Mass readings for the 33rd Sunday in Ordinary Time:
Proverbs 31.10-13, 16-18, 20, 26, 28-31 Psalm 128.1-5 1 Thessalonians 5.1-6 Matthew 25.14-15, 19-21
I found myself reflecting on our current cultural climate, and to be more specific, the conflict over how popular fairy tales, and other stories are told and that there is an accusation that they push stereotypes that are either negative, or limiting. So, entertainment companies like Disney remake Snow White, but leave out the seven dwarves; princesses can’t fall in love with princes, and in fantasy movies, it doesn’t do to have young male lead be the hero. Now, the counterargument is that those who insist on changing ancient fairy tales, or even more recent stories, are getting caught up in superficial aspects of the story telling and missing the deeper meanings; that they don’t understand the full significance of the things they’re getting rid of, and so much of the nuance that literally generations of us had no trouble understanding.

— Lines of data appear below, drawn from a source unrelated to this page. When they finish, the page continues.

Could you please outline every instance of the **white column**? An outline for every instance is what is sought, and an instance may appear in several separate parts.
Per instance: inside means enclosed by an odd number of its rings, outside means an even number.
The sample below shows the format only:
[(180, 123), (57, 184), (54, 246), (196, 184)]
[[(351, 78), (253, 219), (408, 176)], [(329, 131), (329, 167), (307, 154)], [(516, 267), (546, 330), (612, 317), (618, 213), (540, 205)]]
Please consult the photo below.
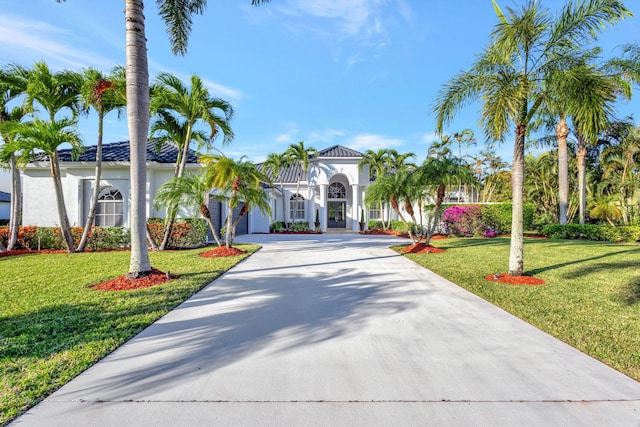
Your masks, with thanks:
[(320, 184), (320, 230), (327, 231), (327, 184)]
[(360, 231), (360, 205), (358, 204), (358, 184), (351, 184), (351, 196), (353, 198), (353, 220), (351, 221), (351, 230)]

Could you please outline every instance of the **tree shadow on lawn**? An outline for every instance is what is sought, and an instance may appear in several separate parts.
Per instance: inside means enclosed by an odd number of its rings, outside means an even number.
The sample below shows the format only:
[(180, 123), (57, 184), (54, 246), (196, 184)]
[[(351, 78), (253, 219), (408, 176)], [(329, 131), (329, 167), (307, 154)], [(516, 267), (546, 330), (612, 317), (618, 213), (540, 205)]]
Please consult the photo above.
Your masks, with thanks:
[[(198, 379), (257, 352), (273, 356), (358, 334), (372, 318), (411, 309), (417, 294), (433, 292), (403, 287), (394, 271), (273, 274), (227, 272), (108, 356), (93, 377), (84, 383), (79, 377), (77, 392), (59, 398), (168, 398), (167, 390), (170, 396), (185, 384), (198, 389), (204, 386)], [(220, 399), (219, 389), (224, 385), (207, 389), (213, 394), (207, 398)]]
[[(628, 253), (640, 253), (640, 248), (637, 249), (628, 249), (628, 250), (623, 250), (623, 251), (616, 251), (616, 252), (608, 252), (606, 254), (602, 254), (602, 255), (597, 255), (597, 256), (592, 256), (589, 258), (582, 258), (582, 259), (578, 259), (578, 260), (572, 260), (572, 261), (567, 261), (567, 262), (561, 262), (558, 264), (553, 264), (553, 265), (548, 265), (545, 267), (539, 267), (539, 268), (534, 268), (529, 270), (529, 273), (532, 275), (536, 275), (539, 273), (543, 273), (545, 271), (550, 271), (550, 270), (557, 270), (559, 268), (563, 268), (563, 267), (568, 267), (571, 265), (576, 265), (576, 264), (582, 264), (585, 262), (589, 262), (589, 261), (595, 261), (598, 259), (603, 259), (603, 258), (609, 258), (612, 256), (616, 256), (616, 255), (621, 255), (621, 254), (628, 254)], [(579, 272), (573, 272), (571, 277), (575, 277), (577, 275), (579, 276), (583, 276), (583, 275), (588, 275), (590, 273), (593, 273), (597, 270), (602, 270), (604, 268), (612, 268), (612, 267), (608, 267), (608, 266), (615, 266), (616, 263), (599, 263), (596, 264), (594, 266), (587, 266), (583, 269), (581, 269)], [(626, 267), (632, 267), (637, 265), (637, 263), (631, 263), (631, 262), (623, 262), (621, 263), (621, 265), (624, 265)]]

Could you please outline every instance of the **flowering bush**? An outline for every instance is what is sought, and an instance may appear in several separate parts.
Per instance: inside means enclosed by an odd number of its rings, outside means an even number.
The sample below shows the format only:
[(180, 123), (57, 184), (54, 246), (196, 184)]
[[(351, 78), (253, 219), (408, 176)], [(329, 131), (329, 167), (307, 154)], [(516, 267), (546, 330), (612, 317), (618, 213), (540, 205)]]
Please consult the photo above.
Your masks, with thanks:
[(494, 237), (495, 230), (483, 221), (483, 211), (484, 207), (477, 205), (451, 206), (444, 211), (442, 222), (456, 236)]

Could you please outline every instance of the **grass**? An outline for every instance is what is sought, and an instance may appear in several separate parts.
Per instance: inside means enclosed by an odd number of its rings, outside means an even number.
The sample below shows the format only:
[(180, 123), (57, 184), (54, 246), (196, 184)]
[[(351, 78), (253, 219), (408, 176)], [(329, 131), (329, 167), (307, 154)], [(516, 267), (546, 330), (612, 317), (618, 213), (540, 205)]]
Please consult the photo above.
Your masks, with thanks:
[(120, 292), (88, 286), (124, 274), (129, 252), (0, 258), (0, 425), (248, 256), (198, 256), (207, 249), (151, 253), (155, 268), (180, 277)]
[(525, 275), (543, 286), (489, 282), (507, 273), (509, 238), (432, 241), (406, 255), (571, 346), (640, 380), (640, 245), (525, 239)]

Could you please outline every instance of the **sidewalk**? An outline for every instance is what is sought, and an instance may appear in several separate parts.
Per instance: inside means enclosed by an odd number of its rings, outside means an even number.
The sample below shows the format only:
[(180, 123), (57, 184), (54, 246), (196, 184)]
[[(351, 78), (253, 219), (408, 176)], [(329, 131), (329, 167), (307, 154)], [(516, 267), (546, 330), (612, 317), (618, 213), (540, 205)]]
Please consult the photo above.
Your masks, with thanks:
[(263, 249), (12, 425), (640, 425), (640, 383), (388, 249), (406, 240), (241, 239)]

So, when it came to looking at the parable Jesus tells us today, it had me wondering just how it is received. With a hypersensitivity to language, to narratives of oppression, can our society hear what he is saying in a story whose principal characters are a master and his slaves? Are we triggered? Are we able, or rather, willing to hear, and so answer Christ’s very specific mandate to give ourselves to God in service? Or do we prefer the distractions of today’s “controversies” with respect to language and the supposed violence it does?
In recent years there were concerns from some quarters that addressing God as “father” was “problematic.” That’s a misapprehension of what Jesus’ intention is. We know there is no biological relationship between Jesus and God the Creator. Our Lord is using human language to help us understand the nature of the relationship. When it comes to our use of “Father” in addressing God, it’s the same. It’s a characterization based on what we know of relations between men and their children, that they indeed parent differently from mothers, that they often stand psychologically at a distance from their children relative to the mother’s close proximity, all the while being just as dedicated to their offspring; and of course, we are thinking of God as the absolute ideal expression of fatherhood which far transcends our experience of even the best of fathers.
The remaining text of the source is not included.